SAGA CÓRKA MORZA XII

 

Rozdział 1

 

              Elizabeth spojrzała z rozpaczą na bladą twarz Kristiana. Drżącą ręką pogłaskała go delikatnie po policzku. Jego skóra była chłodna. Elizabeth instynktownie cofnęła dłoń.

              - Musimy wnieść go do domu – powiedział jeden z mężczyzn.

              Elizabeth ustąpiła im miejsca. Kątem oka obserwowała służące, które wyszły przed dom i stanęły obok Ane i Marii. W tej chwili nie miała siły myśleć o tym, jak wytłumaczyć to wszystko dziewczętom.

              - Wnieście go na górę – powiedziała łamiącym się głosem. – Pokażę wam, gdzie/

              - O Boże, on krwawi! – zawołała Ane, podbiegając do matki.

              Elizabeth przytuliła ją do siebie.

              - Zostań teraz z Marią – powiedziała stanowczym tonem i pogłaskała córkę po policzku.

              Gdy tylko Maria zabrała Ane do kuchni, Elizabeth zwróciła się do Olego.

              - Myślisz, że on od dawna… nie żyje?

              Ole spojrzał na nią zaskoczony.

              - Kto? Kristian? przecież on żyje! A ty myślałaś, że…?

              - O mój Boże! – wyrwało jej się z piersi. Przez chwilę świat wirował jej przed oczami.

              - Dobrze się pani czuje? – zaniepokoił się jeden z mężczyzn.

              - Tak, tak, wszystko w porządku. Wnieście Kristiana na górę! Szybko! – zawołała i zaczęła biec po schodach. Była w takim szoku, że na przemian śmiała się i płakała.

              - Musisz mi pomóc – zwróciła się do Olego, gdy w końcu położono Kristiana w ich małżeńskim łożu. – Sama nie dam rady go rozebrać – wyjaśniła, a do pozostałych mężczyzn powiedziała: - Idźcie do kuchni i poproście o kawę i coś do jedzenia, a służącej przekażcie, żeby przyniosła torf i dzban ciepłej wody.

              Potem podziękowała Olemu, który pomógł jej zdjąć ubranie z rannego.

              - Zdaję sobie sprawę z tego, że jesteś zmęczony, ale musisz sprowadzić doktora. Nie wiem, czy Kristian nie ma jakichś wewnętrznych obrażeń.

              Ole był już w drodze do drzwi. Doskonale wiedział, co należy zrobić.

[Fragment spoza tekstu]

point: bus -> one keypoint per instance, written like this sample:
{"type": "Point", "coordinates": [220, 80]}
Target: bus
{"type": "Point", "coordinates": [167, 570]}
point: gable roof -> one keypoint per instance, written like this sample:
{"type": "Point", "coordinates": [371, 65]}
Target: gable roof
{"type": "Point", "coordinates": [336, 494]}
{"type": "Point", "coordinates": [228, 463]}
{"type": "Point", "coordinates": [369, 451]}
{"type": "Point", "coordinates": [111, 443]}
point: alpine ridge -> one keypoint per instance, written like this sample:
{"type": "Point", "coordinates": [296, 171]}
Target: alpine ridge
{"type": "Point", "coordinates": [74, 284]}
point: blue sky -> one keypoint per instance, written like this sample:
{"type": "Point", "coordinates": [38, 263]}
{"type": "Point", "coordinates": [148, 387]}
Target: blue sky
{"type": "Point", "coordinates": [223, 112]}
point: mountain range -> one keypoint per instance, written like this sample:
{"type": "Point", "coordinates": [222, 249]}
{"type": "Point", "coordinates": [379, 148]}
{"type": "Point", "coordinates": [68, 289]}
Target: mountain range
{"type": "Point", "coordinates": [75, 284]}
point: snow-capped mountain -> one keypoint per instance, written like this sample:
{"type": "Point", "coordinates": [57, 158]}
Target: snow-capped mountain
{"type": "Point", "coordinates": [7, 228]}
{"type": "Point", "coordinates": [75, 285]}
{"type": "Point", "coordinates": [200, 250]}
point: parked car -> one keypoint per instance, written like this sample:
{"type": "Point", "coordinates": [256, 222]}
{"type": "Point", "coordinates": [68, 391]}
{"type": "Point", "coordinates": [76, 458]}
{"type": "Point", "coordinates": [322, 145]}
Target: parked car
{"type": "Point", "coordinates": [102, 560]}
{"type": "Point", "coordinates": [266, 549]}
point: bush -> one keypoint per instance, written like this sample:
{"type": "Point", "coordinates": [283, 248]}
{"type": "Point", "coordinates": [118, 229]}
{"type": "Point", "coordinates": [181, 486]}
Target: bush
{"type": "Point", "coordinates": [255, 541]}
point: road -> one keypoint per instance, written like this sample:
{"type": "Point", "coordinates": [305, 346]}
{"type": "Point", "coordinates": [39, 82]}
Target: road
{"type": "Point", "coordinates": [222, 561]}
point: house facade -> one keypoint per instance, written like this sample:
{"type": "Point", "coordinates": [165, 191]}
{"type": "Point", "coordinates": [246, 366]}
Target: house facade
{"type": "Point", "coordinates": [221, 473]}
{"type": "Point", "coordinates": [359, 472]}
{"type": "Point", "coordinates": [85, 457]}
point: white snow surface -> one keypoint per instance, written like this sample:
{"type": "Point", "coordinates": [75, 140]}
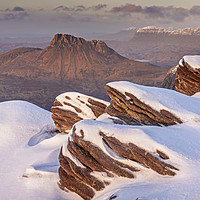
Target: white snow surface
{"type": "Point", "coordinates": [29, 150]}
{"type": "Point", "coordinates": [193, 61]}
{"type": "Point", "coordinates": [197, 95]}
{"type": "Point", "coordinates": [78, 100]}
{"type": "Point", "coordinates": [29, 153]}
{"type": "Point", "coordinates": [179, 142]}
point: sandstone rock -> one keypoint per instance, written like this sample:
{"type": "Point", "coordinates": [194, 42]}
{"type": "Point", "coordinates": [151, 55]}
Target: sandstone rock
{"type": "Point", "coordinates": [185, 77]}
{"type": "Point", "coordinates": [72, 107]}
{"type": "Point", "coordinates": [81, 159]}
{"type": "Point", "coordinates": [135, 112]}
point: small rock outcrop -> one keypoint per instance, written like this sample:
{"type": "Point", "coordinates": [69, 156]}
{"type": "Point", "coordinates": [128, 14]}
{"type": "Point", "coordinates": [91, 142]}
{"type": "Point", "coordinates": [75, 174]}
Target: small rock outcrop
{"type": "Point", "coordinates": [94, 168]}
{"type": "Point", "coordinates": [115, 144]}
{"type": "Point", "coordinates": [133, 111]}
{"type": "Point", "coordinates": [71, 107]}
{"type": "Point", "coordinates": [185, 77]}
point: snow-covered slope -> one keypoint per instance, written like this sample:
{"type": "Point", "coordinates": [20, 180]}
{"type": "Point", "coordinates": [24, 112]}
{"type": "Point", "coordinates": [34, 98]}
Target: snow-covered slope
{"type": "Point", "coordinates": [113, 142]}
{"type": "Point", "coordinates": [29, 149]}
{"type": "Point", "coordinates": [28, 152]}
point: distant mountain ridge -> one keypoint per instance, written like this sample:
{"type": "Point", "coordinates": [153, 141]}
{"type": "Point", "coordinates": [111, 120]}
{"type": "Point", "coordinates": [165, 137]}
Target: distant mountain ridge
{"type": "Point", "coordinates": [157, 30]}
{"type": "Point", "coordinates": [163, 47]}
{"type": "Point", "coordinates": [69, 63]}
{"type": "Point", "coordinates": [68, 57]}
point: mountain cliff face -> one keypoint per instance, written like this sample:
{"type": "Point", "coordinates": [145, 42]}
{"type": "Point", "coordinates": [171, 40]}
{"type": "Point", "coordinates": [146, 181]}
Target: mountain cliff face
{"type": "Point", "coordinates": [70, 63]}
{"type": "Point", "coordinates": [68, 57]}
{"type": "Point", "coordinates": [185, 77]}
{"type": "Point", "coordinates": [163, 47]}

              Elizabeth otarła łzy fartuchem i pochyliła się nad mężem.

              - Najważniejsze, że żyjesz! – załkała. – To tak, jakbym znowu cię odzyskała… Jakbym… - musiała odchrząknąć żeby oczyścić gardło. – Bogu dzięki! Bogu niech będą dzięki! Już nigdy więcej nie padną między mną a Kristianem złe sowa. Nigdy!

              Helene nie kazała na siebie długo czekać.

              - Przyniosłam wodę do mycia – powiedziała, stawiając dzban na stole. – Co z nim?

              Elizabeth poczuła, że znowu zbiera jej się na płacz.

              - Nie wiem… Ma mnóstwo ran i siniaków, a poza tym jest wyziębiony i do tej pory nie odzyskał przytomności. Strasznie się o niego boję.

              Helene spojrzała na Kristiana.

              - Zaraz będzie tu doktor. On mu pomoże.

              Elizabeth odgarnęła czarną grzywkę z czoła męża. Jego włosy były brudne i mokre.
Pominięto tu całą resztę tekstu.